German chancellor Angela Merkel has made it abundantly clear that Germany has no interest in renegotiating the austerity plan that the Eurozone agreed to with Greece. And while it may seem that her position is unassailable, that’s not quite true.
If Greece were to decide to default on its loans from the European Central Bank and other Eurozone central banks, the loss would amount to more than $500 billion according to a report at Bloomberg News. It’s not just about the money either.
Should Greece default on its debts and leave the Eurozone, the loss of face and political power for Merkel and the austerity hawks would be severe. In the recent Greek elections, five of the seven parties offering candidates rejected the austerity measures and want to renegotiate the deal.
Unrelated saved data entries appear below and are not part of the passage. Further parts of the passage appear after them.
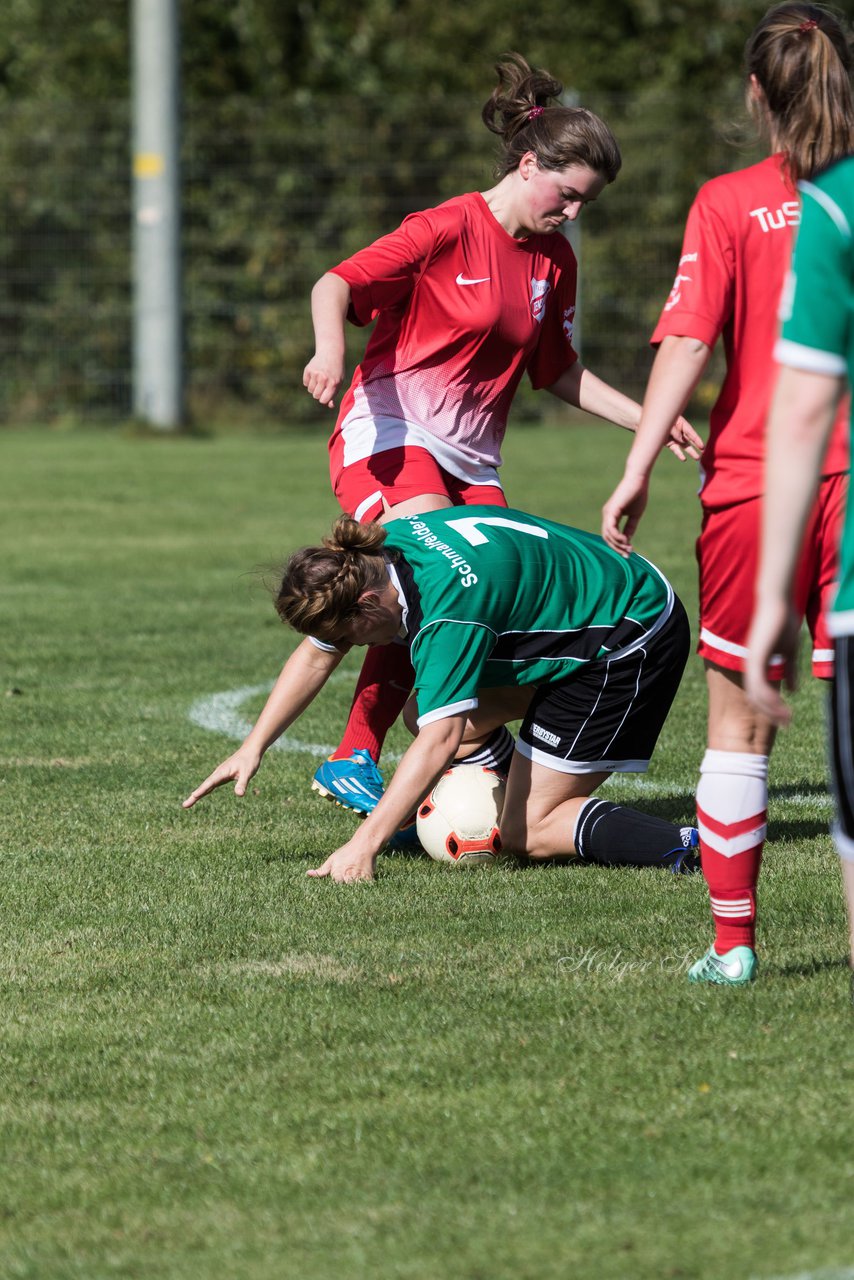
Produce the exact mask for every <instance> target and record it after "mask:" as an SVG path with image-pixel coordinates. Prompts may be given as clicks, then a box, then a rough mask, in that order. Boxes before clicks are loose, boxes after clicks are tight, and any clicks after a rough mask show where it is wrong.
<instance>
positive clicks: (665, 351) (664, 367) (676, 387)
mask: <svg viewBox="0 0 854 1280" xmlns="http://www.w3.org/2000/svg"><path fill="white" fill-rule="evenodd" d="M711 355H712V352H711V348H709V347H707V346H705V343H704V342H699V339H695V338H671V337H668V338H665V340H663V342H662V344H661V347H659V348H658V351H657V353H656V360H654V361H653V367H652V371H650V374H649V383H648V384H647V393H645V396H644V403H643V410H641V413H640V421H639V424H638V430H636V431H635V439H634V440H632V444H631V449H630V451H629V457H627V458H626V475H629V474H632V475H638V476H649V474H650V471H652V468H653V466H654V463H656V458H657V457H658V454H659V453H661V451H662V447H663V444H665V443H666V442H667V439H668V436H670V433H671V429H672V426H673V422H675V421H676V419H677V417H679V416H680V413H681V412H682V410H684V408H685V406H686V404H688V402H689V399H690V398H691V394H693V392H694V389H695V387H697V384H698V383H699V380H700V378H702V376H703V372H704V370H705V366H707V365H708V362H709V356H711Z"/></svg>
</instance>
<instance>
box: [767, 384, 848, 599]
mask: <svg viewBox="0 0 854 1280" xmlns="http://www.w3.org/2000/svg"><path fill="white" fill-rule="evenodd" d="M840 393H841V383H840V380H839V379H835V378H831V376H827V375H825V374H808V372H804V371H802V370H794V369H784V370H782V371H781V374H780V379H778V381H777V388H776V392H775V398H773V403H772V408H771V416H769V420H768V440H767V451H768V452H767V457H766V485H764V494H766V495H764V504H763V525H762V558H761V568H759V576H758V581H757V596H758V598H759V599H780V598H781V596H787V595H789V593H790V590H791V584H793V580H794V575H795V568H796V564H798V558H799V554H800V547H802V543H803V538H804V529H805V526H807V520H808V518H809V511H810V508H812V504H813V499H814V497H816V489H817V486H818V479H819V475H821V467H822V461H823V458H825V452H826V449H827V439H828V435H830V431H831V428H832V424H834V413H835V408H836V404H837V401H839V396H840Z"/></svg>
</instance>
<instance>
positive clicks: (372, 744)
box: [332, 644, 415, 760]
mask: <svg viewBox="0 0 854 1280" xmlns="http://www.w3.org/2000/svg"><path fill="white" fill-rule="evenodd" d="M414 681H415V672H414V671H412V663H411V662H410V650H408V649H407V648H406V645H402V644H382V645H371V648H370V649H369V650H367V653H366V654H365V660H364V663H362V669H361V673H360V676H359V684H357V685H356V692H355V695H353V701H352V707H351V708H350V717H348V719H347V728H346V730H344V736H343V737H342V740H341V745H339V746H338V749H337V750H335V751H333V754H332V759H333V760H337V759H344V758H347V756H350V755H352V754H353V751H355V750H356V749H357V748H361V749H362V750H365V751H370V754H371V755H373V758H374V759H375V760H379V755H380V751H382V750H383V742H384V741H385V735H387V733H388V731H389V728H391V727H392V724H393V723H394V721H396V719H397V717H398V716H399V714H401V712H402V710H403V704H405V703H406V699H407V698H408V696H410V694H411V692H412V684H414Z"/></svg>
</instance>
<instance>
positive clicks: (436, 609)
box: [385, 506, 673, 724]
mask: <svg viewBox="0 0 854 1280" xmlns="http://www.w3.org/2000/svg"><path fill="white" fill-rule="evenodd" d="M385 545H387V547H388V549H389V550H396V552H398V553H399V554H398V558H397V559H394V563H393V568H394V572H396V575H397V579H398V584H399V588H401V591H402V595H403V599H405V602H406V614H405V620H403V621H405V626H406V630H407V637H408V643H410V650H411V655H412V666H414V668H415V689H416V692H417V703H419V724H428V723H430V722H431V721H437V719H443V718H444V717H447V716H452V714H455V713H456V712H462V710H469V709H471V708H472V707H476V705H478V690H479V689H484V687H495V686H502V685H542V684H551V682H554V681H558V680H566V678H567V677H568V676H571V675H572V673H574V672H576V671H577V669H579V668H580V667H581V666H584V664H588V663H593V662H598V663H604V662H606V660H611V662H615V660H620V658H622V657H626V655H627V654H629V653H634V652H635V650H636V649H638V648H639V646H640V645H643V644H645V643H647V641H648V640H649V639H650V637H652V636H653V634H654V632H656V631H657V630H658V628H659V627H661V626H662V623H663V622H665V621H666V620H667V617H668V616H670V612H671V609H672V603H673V591H672V588H671V586H670V584H668V581H667V580H666V577H665V576H663V575H662V573H661V572H659V571H658V570H657V568H656V567H654V564H650V563H649V562H648V561H645V559H643V558H641V557H640V556H630V557H629V558H627V559H624V557H622V556H617V553H616V552H612V550H611V549H609V548H608V547H607V544H606V543H604V541H603V540H602V538H598V536H597V535H595V534H588V532H583V531H581V530H579V529H568V527H567V526H566V525H558V524H554V522H553V521H551V520H540V518H538V517H536V516H529V515H528V513H526V512H524V511H513V509H502V508H495V507H492V506H489V507H451V508H446V509H444V511H431V512H428V513H426V515H424V516H408V517H407V518H405V520H394V521H392V522H391V524H389V525H388V539H387V544H385ZM603 678H604V673H603Z"/></svg>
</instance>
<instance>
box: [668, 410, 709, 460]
mask: <svg viewBox="0 0 854 1280" xmlns="http://www.w3.org/2000/svg"><path fill="white" fill-rule="evenodd" d="M665 448H667V449H670V452H671V453H673V454H675V456H676V457H677V458H679V461H680V462H685V458H686V457H690V458H694V461H695V462H697V461H699V457H700V453H702V452H703V438H702V436H700V435H698V434H697V431H695V430H694V428H693V426H691V424H690V422H689V421H688V419H686V417H681V416H680V417H677V419H676V421H675V422H673V425H672V426H671V429H670V439H668V442H667V444H666V445H665Z"/></svg>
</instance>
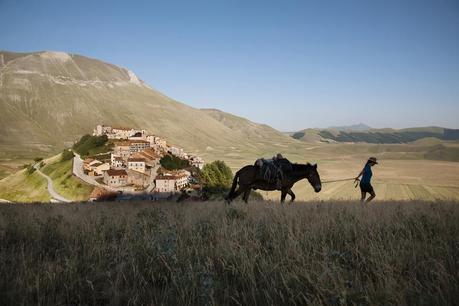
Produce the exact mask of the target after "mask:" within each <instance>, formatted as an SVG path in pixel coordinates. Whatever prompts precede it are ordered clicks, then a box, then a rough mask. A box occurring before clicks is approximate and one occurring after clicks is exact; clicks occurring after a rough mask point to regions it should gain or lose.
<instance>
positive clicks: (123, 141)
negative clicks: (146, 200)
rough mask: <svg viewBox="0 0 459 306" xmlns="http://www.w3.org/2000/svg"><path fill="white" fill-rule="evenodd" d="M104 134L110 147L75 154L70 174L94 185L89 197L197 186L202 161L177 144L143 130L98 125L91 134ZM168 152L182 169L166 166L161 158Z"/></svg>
mask: <svg viewBox="0 0 459 306" xmlns="http://www.w3.org/2000/svg"><path fill="white" fill-rule="evenodd" d="M104 135H105V136H106V137H107V138H108V142H109V144H110V151H109V152H103V153H100V154H96V155H92V156H91V157H87V158H85V159H82V158H81V157H80V156H79V155H78V154H77V155H76V156H75V157H74V163H73V174H74V175H76V176H77V177H79V178H80V179H82V180H83V181H85V182H87V183H89V184H91V185H94V186H96V188H95V189H94V191H93V193H92V194H91V197H90V199H91V200H97V199H100V198H104V197H106V196H107V195H108V194H110V193H111V194H113V193H123V192H125V193H131V194H132V193H142V194H146V193H147V194H150V195H152V198H153V197H165V196H170V195H173V194H174V193H178V192H182V191H184V190H186V189H190V191H191V189H198V188H200V185H199V184H198V181H197V179H196V178H195V173H196V171H193V170H196V169H202V168H203V166H204V161H203V160H202V158H200V157H199V156H196V155H191V154H188V153H186V152H184V150H183V149H182V148H180V147H176V146H170V145H168V144H167V142H166V140H165V139H163V138H161V137H158V136H155V135H151V134H149V133H148V132H147V131H146V130H139V129H133V128H120V127H110V126H105V125H97V127H96V128H95V129H94V132H93V136H104ZM166 156H168V157H169V159H170V158H175V159H176V160H179V161H180V162H181V163H182V164H184V165H186V166H185V167H183V169H176V170H167V169H166V168H164V167H163V166H161V159H162V158H163V157H166Z"/></svg>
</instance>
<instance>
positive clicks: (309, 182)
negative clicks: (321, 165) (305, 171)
mask: <svg viewBox="0 0 459 306" xmlns="http://www.w3.org/2000/svg"><path fill="white" fill-rule="evenodd" d="M307 166H308V167H307V171H306V178H307V179H308V182H309V184H311V186H312V188H314V191H315V192H320V190H321V189H322V183H321V181H320V176H319V172H318V171H317V164H314V165H311V164H310V163H308V164H307Z"/></svg>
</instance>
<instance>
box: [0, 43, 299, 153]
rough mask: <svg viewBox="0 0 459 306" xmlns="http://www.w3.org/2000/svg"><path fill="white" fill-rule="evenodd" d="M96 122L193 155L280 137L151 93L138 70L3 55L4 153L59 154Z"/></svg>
mask: <svg viewBox="0 0 459 306" xmlns="http://www.w3.org/2000/svg"><path fill="white" fill-rule="evenodd" d="M241 119H242V118H241ZM97 123H104V124H107V125H114V126H132V127H139V128H146V129H148V130H149V131H151V132H153V133H155V134H157V135H161V136H163V137H165V138H166V139H167V140H168V141H169V142H171V143H173V144H176V145H180V146H183V147H184V148H185V149H187V150H191V151H193V150H199V149H202V148H206V147H208V146H210V147H213V148H216V147H228V146H238V145H240V146H245V145H246V144H247V143H253V142H254V140H255V141H258V140H260V139H269V137H271V136H272V135H273V134H276V132H275V131H274V130H273V129H270V128H268V127H264V128H260V129H258V130H257V132H256V133H254V134H250V135H247V134H244V133H242V131H243V130H247V128H245V127H246V126H248V127H249V129H250V127H251V126H252V123H251V122H250V121H248V120H242V121H240V122H239V124H240V125H241V126H240V130H241V132H239V133H238V132H237V131H235V130H234V129H232V128H231V127H229V126H227V125H225V124H224V123H222V122H221V121H219V120H217V119H216V118H214V116H212V114H209V113H208V112H206V111H201V110H199V109H195V108H192V107H190V106H187V105H185V104H182V103H179V102H177V101H174V100H173V99H170V98H168V97H167V96H165V95H163V94H161V93H160V92H158V91H156V90H154V89H152V88H150V87H149V86H148V85H146V84H145V83H143V82H142V81H141V80H139V79H138V78H137V77H136V76H135V75H134V73H132V72H131V71H129V70H126V69H124V68H120V67H117V66H114V65H111V64H107V63H104V62H101V61H99V60H95V59H90V58H87V57H84V56H79V55H73V54H67V53H62V52H38V53H21V54H19V53H11V52H0V129H1V130H2V133H1V134H0V147H2V150H3V151H5V152H6V151H9V150H11V151H13V150H17V149H18V148H21V149H22V150H24V151H30V150H31V151H46V152H56V151H57V150H58V149H61V148H62V147H64V146H66V145H69V144H70V143H71V142H73V141H74V140H76V139H77V138H79V137H80V136H81V135H82V134H85V133H88V132H91V131H92V129H93V127H94V126H95V125H96V124H97ZM264 133H267V134H264ZM277 137H278V138H279V139H280V138H282V137H283V135H280V133H277ZM251 138H254V139H251ZM283 141H286V142H289V141H291V140H290V139H288V137H285V139H284V140H283Z"/></svg>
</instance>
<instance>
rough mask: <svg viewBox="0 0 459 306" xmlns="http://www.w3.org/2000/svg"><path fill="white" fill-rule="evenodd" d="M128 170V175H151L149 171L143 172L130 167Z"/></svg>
mask: <svg viewBox="0 0 459 306" xmlns="http://www.w3.org/2000/svg"><path fill="white" fill-rule="evenodd" d="M126 171H127V173H128V175H130V174H141V175H143V176H150V175H149V174H147V173H142V172H139V171H135V170H132V169H128V170H126Z"/></svg>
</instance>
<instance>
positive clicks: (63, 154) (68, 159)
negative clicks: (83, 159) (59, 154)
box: [61, 150, 74, 161]
mask: <svg viewBox="0 0 459 306" xmlns="http://www.w3.org/2000/svg"><path fill="white" fill-rule="evenodd" d="M73 156H74V155H73V152H72V151H71V150H64V151H62V155H61V161H66V160H70V159H72V158H73Z"/></svg>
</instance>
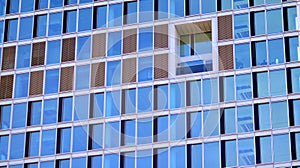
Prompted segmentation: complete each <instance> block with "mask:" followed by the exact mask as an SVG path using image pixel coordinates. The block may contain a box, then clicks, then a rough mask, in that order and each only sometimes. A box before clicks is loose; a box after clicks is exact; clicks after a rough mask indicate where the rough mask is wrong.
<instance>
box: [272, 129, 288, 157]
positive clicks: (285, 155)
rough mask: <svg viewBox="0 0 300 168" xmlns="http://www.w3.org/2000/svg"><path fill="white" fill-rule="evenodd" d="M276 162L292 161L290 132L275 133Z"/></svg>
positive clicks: (273, 139)
mask: <svg viewBox="0 0 300 168" xmlns="http://www.w3.org/2000/svg"><path fill="white" fill-rule="evenodd" d="M273 143H274V144H273V146H274V162H286V161H291V156H290V141H289V135H288V134H281V135H274V136H273Z"/></svg>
Greece’s position at this point is not so much as a supplicant, but as an equal with a different set of cards to play from the cards held by Germany and the rest of the Eurozone. Given the unpopularity of the austerity measures among Greek voters, the country’s politicians may have no option but to play those cards.
And it’s also worth recalling that Merkel’s position on austerity is based on her desire to protect Germany’s big banks, a position that is unstated, but nonetheless central to the austerity demands.
German voters in Germany’s North Rhine-Westphalia region go to the polls this coming Sunday in what is seen as a referendum on Merkel’s demands for austerity. The election is cliff-hanger and Merkel’s Christian Democrat party is facing popular coalition of the Socialist and Green parties that could win a majority in the region and add strength to their national position in next year’s national elections. The coalition parties take a much softer line on austerity, arguing for growth as well as spending cuts.
Finally, though, Greece is stuck between a rock and a hard place. Either it must accept austerity measures that will stunt growth and which the country probably won’t be able to meet, or it must at least threaten to default on its debts and leave the Eurozone behind. Merkel, who has led the calls for austerity, may have to soften her position a bit, especially if the weekend elections don’t go her way.